Further, the data highlighted a key point that impacted the characterization of these hydrogels in relation to the prediction of in vivo performance. To date, the relative gel projection capacity has been predicted by comparing the rheological parameters of commercial samples [
10,
14,
15,
16,
18,
20,
24,
26]. Based on our findings, these parameters are representative of gel’s behavior only during delivery and immediately after the delivery to the dermis, but they do not characterize the gels once they have equilibrated in the tissue. Therefore, hereafter, more attention should be paid to the characterization of gels’ rheological features, which may be more predictive when they are also evaluated for hydrated gels. Comparing the rheology of the formulas to be injected only provides evidence on their relative injectability.

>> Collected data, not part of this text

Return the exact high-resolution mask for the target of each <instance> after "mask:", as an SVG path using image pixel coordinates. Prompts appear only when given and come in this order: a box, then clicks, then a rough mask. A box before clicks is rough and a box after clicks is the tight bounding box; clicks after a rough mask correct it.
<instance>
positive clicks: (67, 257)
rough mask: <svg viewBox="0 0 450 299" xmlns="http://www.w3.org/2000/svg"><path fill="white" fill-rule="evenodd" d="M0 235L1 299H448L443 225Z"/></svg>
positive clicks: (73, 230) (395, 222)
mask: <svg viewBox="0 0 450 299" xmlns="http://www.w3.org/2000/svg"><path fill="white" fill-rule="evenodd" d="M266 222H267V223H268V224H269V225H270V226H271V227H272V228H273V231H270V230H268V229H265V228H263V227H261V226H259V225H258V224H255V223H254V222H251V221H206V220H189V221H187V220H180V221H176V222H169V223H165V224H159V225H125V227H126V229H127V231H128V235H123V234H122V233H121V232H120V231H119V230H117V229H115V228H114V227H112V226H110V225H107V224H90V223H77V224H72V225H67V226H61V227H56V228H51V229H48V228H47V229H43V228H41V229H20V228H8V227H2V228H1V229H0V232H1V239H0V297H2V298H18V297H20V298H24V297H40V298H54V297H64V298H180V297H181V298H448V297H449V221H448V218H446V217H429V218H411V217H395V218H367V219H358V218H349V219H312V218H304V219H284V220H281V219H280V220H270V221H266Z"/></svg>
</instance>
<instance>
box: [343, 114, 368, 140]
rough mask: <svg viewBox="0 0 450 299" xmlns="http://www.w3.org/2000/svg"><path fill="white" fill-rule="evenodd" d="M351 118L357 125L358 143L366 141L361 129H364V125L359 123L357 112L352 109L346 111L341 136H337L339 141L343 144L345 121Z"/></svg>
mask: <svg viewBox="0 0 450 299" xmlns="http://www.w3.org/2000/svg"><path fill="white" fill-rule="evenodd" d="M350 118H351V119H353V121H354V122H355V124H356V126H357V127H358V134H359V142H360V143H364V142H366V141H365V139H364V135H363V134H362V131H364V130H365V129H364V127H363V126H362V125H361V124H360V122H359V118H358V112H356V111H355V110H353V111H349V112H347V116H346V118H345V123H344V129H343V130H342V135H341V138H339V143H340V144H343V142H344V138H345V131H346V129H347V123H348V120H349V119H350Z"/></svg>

Useful information on the relation between gel stability with respect to hyaluronidases and HA structural modification was also provided. The derivatization of HA by BDPE (not only crosslinking, but also functionalization with pendant moieties) is expected to affect the recognition of the biopolymer by the enzyme, thus increasing gel stability and, therefore, prolonging action in vivo. The collected data confirmed what was expected only for degrees of derivatization/crosslinking up to 8-9/3-4 mol%, and they showed that there was no significant effect on BTH activity for higher levels of HA modification. This would suggest that the conformational variation in HA occurring in the lower range of modification is more significant for the recognition of the biopolymer by the enzyme. A further advance in the understanding of the dependence of HA–BDDE gels’ stability on HA modification may be achieved when investigating whether the increase in crosslinking—while keeping the BDPE/HA ratio constant—influences sensitivity to hyaluronidases or not.
5. Conclusions
For the first time, HA–BDDE gels that were intended as dermal fillers were analyzed to investigate how the formulations’ rheology and stability related to their HA chemical modification parameters. Rheological data were also provided for the gels while being hydrated in a physiological medium (to mimic the gels’ equilibration in tissue). The gels greatly differed in terms of the levels of total HA derivatization and the functionalities of branched HA and HA crosslinked by BDPE, with branching representing the main type of modification.
The rheological properties of the hydrated gels were correlated well with the level of HA crosslinking, while the mechanical behavior of the samples as commercialized was mainly controlled by the HA concentration. An unexpected and strong effect of hydration on the gels’ ranking in terms of rheology was demonstrated, with implications for the characterization of these products. The results indicated that there was no improvement in the gels’ stability with respect to enzymatic hydrolysis for derivatization and crosslinking levels higher than 9 and 3 mol%, respectively.
Overall, the collected data are of interest for the design, in vitro characterization, and prediction of the performance of these types of hydrogels.